This commit is contained in:
Brandon Rozek 2024-11-26 20:21:42 -05:00
parent 303a045f87
commit 6173816ab3
No known key found for this signature in database
GPG key ID: 26E457DA82C9F480

View file

@ -0,0 +1,108 @@
---
title: "Please monitor disk usage"
date: 2024-11-26T19:59:10-05:00
draft: false
tags: []
math: false
medium_enabled: false
---
You know one of the worst errors to deal with on Linux?
> No space left on device
Why? Because recovery becomes really annoying. Depending on your luck, Linux may try to cache to disk even when it's not possible causing several commands to fail.
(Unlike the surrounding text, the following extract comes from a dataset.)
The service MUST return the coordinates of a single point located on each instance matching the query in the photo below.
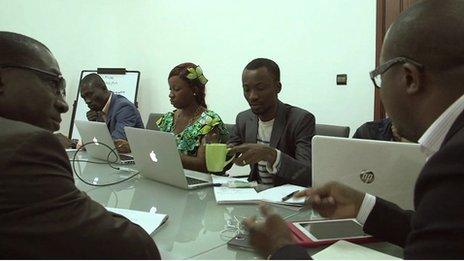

If you're already in this situation, the best thing you can do is try to locate files to remove. You can run `du -sh *` in any given directory to see the sizes of files and subfolders.
Common places that hold temporary files which can likely be removed are:
- `/tmp`
- `~/.cache`
An even better solution is to not get into this situation in the first place. For that, I introduce a bash script which sends a notification when the disk is getting full!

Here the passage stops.